The search will take a couple of minutes (unless the Bic is busy). When
it is finished you can look at the high-score list and alignments in the
output. Use the SRS links to learn about the top hits.
Questions
-
1. How are SM entries distributed in the output?
-
2. Are the E-values a reliable guide to SM protein detections?
-
3. Is the profile search more or less sensitive than the single sequence
queries?
-
4. Collect a multiple alignment using the buttons in the header:
-
Is this useful to judge the detections?
-
Can you see any conserved positions in the alignment?
Step 5. Comparing a sequence to a database of protein
domains
Since profile searches are so sensitive, it would make sense to query
an unknown sequence against a set of profiles for known protein families.

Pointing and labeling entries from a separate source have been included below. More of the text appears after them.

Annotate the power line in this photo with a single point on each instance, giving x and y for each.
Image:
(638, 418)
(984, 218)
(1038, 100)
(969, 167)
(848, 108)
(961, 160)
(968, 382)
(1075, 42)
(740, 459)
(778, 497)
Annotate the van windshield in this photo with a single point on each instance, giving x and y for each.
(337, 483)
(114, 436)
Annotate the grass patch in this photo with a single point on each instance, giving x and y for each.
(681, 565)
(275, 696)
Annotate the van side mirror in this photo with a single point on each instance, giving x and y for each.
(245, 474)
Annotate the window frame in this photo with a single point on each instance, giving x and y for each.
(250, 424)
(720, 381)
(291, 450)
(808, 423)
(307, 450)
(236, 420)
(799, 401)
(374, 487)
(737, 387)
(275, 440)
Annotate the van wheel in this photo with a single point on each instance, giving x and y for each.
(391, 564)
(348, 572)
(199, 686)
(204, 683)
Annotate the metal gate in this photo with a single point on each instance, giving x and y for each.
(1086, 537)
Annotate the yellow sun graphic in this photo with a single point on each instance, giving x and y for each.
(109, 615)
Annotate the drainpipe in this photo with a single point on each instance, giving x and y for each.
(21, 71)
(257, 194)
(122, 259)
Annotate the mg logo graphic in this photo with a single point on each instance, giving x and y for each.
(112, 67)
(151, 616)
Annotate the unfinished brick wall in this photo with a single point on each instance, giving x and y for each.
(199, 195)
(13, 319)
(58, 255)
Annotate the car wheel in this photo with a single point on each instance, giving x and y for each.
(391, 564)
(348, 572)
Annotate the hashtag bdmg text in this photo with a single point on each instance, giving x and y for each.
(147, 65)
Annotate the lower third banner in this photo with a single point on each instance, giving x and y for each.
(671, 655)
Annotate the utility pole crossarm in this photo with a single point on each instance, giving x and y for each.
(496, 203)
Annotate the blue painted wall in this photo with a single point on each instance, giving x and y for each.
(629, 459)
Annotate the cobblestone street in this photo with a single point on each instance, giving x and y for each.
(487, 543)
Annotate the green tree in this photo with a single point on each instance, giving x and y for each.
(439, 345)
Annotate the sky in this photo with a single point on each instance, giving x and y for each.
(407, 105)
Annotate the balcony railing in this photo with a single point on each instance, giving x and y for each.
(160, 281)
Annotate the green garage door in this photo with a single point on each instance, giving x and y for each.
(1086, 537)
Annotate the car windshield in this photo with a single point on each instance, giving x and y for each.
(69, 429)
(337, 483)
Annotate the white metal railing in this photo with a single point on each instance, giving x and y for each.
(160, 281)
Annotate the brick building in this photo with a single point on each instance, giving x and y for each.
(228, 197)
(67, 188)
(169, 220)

There are several very useful databases of modules that are found in multidomain
proteins, including PFAM
at the Sanger Centre, PROSITE
at ISREC and SMART at EMBL.
They use a form of profile technically described as a "hidden Markov model",
but the end result is very much like the profiles we just ran. We will
search for protein domains in an "unknown" protein using the SMART server.
-
Load the SMART query page.
-
Toggle on PFAM domains (includes more domains).
-
Get the "unknown
sequence" and cut and paste it into SMART's Sequence box.
-
Click on the Sequence SMART Button.
-
The search should take about a minute unless the server is busy.
-
When you get the results, note the domain "bubble" diagram and the table
of matching domains.
Questions
-
Based on your recent experiences would you say the E-value scores are
good?
-
What happens if you click on a domain bubble?
-
Is the domain common?
-
Is there any literature on the domain?
-
Are there structures for any of these domains?
-
Is this protein likely to be in the nucleus, cytoplasm or extracellular
compartments?
-
Can you say what kind of protein it is?
-
Do you think this protein has especially many or few domains?
-
Try repeating the SMART search with FBN1_HUMAN,
the Marfan Syndrome protein.
Take Home Lessons
Hopefully the exercise of varying the query type has illustrated
that the way a search is set up is very important. The queries here illustrate
the effect of different sequence types. There are other parameters that
often influence the search sensitivity. For example when a globular domain
is longer, the Gonnet
Pam250 matrix would be expected to outperform the default Blosum62
in the detection of divergent homologues, because it is less stringent
and so gives longer optimally matching segments. (Over short matches it
is noisier and could perform worse). In fact we used the Gonnet matrix
to make the profiles: because of the extra information in the alignment,
profiles usually perform better with Pam250 than Blosum62. Also, gap penalties
are critical parameters in dynamic programming and should always be tested
by trial and error. In other words, it pays to try several variations in
the searches, not just accept the results of the first search.